So, you want to be a music therapist…

I knew I wanted to be a music therapist the moment I read about it while writing a research paper in early high school. Before this, I had wanted to be a: poet, dancer, art teacher, French teacher, marine researcher, boat builder, and a spy (ala Harriet, of course). Now that I AM a music therapist, I can’t imagine being anything else (though, I still plan to be a boat builder, at some point..) I realize now that had I known what music therapy was, I probably would have chosen that career even earlier in life.

I’ve had students from fifth graders through fifties (second career) email me to ask about music therapy. I can’t give them the answer they (and their parents) want to hear: “Yes, you should become a music therapist!” Just like music therapy itself, choosing a career is an individualized process.

Music therapy isn’t a simple career choice, in the way that there aren’t thousands of full-time-with-benefits jobs available just waiting for qualified new MTs. But these days, what is a simple career choice? I know plenty of people who have graduated with honors from law school or with an English degree who are not working in their fields. This is something you should come to terms with- that life is … life. It’s not necessarily difficult or easy, it’s just a constant process of decision-making and effort. If you’re up for that, you can really do anything you want!

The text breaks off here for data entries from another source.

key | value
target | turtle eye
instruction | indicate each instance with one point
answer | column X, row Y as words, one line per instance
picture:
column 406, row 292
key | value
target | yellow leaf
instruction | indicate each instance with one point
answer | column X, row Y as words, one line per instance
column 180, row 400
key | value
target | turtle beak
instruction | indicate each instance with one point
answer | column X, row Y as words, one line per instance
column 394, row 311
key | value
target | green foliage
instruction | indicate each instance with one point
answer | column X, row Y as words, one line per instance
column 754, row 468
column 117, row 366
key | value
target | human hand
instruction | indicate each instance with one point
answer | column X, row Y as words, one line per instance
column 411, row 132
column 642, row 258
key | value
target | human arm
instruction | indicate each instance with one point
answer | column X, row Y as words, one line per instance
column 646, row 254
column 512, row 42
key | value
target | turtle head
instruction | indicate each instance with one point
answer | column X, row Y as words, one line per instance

A student recently asked me over coffee whether he should go to school for music therapy. He was bringing up questions about having health insurance, and a steady schedule, and other careers in which he may be interested. I told him that if music therapy is something he’s really passionate about, then yes. Otherwise, he should take some time to figure out what he wants. Then he hit me with the big question: “How do I know if I’m passionate about it?”

You just know.

It’s a funny thing, passion. It’s different from talent, from skill, from effort. Skill and work effort, you do- you sit down at the desk and you work, and you think, ‘I’m good at this!’ and create things for your boss and then you go home and continue on with the rest of your life. Passion, however, is something you HAVE. You don’t just do it, you cannot NOT do it. You don’t complete it and then go home and watch Netflix, it creeps in so that you’re never really done, and even if you’re not good at it you keep doing it and trying to improve.

Feel free to argue with me on this. But I can’t find another explanation for why artists, for years and years, would suffer the way they do to make art that may or may not be bought, may or may not be recognized. And oddly, almost all the other music therapists I’ve met- particularly those in private practice- feel the same way.

When the student asked me about passion, I said ‘you just know’, but then I went home and thought about my own reasons and my own explanation. Is ‘passion’ too flowery a word? Was I sure that I didn’t mean dedication, or choice, or validation? But I can look back and safely say that it’s passion. The feeling that everything I’ve done in life fits into this career- it all makes sense. I’ve tried other things, I’ve been good at other things, I’ve even loved other things (I worked at a law firm for a year and seriously considered staying- the people were great, the work was interesting, I had zero financial worries)- but there is this drive to do what I’m doing now that I truly can’t explain.

Sometimes I hate passion. Sometimes I want to squish up my passion into paper ball, stick it in a storage container underneath my bed, and take a job counting blades of grass 8 hours a day for awhile. There are people in the world who never decided what they wanted to be or do, they just picked something and they do it every day and then they have time for wonderful hobbies and relationships and vacations. Sometimes I am envious of these people. Alas, I have a passion, and I’m quite stuck with it. 

And how do I know? I know because every day, I lug nine different bags of instruments up and down the three flights of stairs into the shared apartment I can afford, travel hundreds of miles in my 2003 car, patiently explain what music therapy is to people who tell me I should go on The Voice in every single elevator, and plan ahead weeks at a time so I know which things need to be in which bags for which clients. And I do this happily! When I complain about it, I complain happily. It’s a very different feeling from when I do those same activities for something I’m not so passionate about. So that’s how I know. I look at my life, and how ridiculous it is, and how hard it is to fit anyone into it (even my cat no longer lives with me!), and I think, “If this isn’t passion, I would surely have chosen something easier.”

And that’s how you will know! You won’t know these things until you try, you have to research the field, talk to people in it, make pros & cons lists, and think about what you REALLY want in life. And it’s okay if it’s not a private practice in music therapy, because there are some really amazing other careers and there are ways to keep music in your life.

Because I’m passionate about it, I work hard and I don’t give up, and that has given me success. I’m able to work for myself and live comfortably and say no to things I don’t want to do.

Every person is different. (if we could all accept this, the world would be a better place!) And I believe that every person has a passion- it doesn’t have to be your job. It just so happens that my passion and my job are the same, but many people have a passion in knitting, in collecting salt and pepper shakers, in tag football, in cooking… you don’t have to make your passion into a career, and it’s okay if you don’t even know what it is yet!

“Best of luck in your decision!”

kate

P.S. The quick answer to "HOW do I become a music therapist?" once you know you want to is: Go to an accredited, approved, university music therapy program, complete an internship, write a thesis, take the board-certification exam, and then keep learning!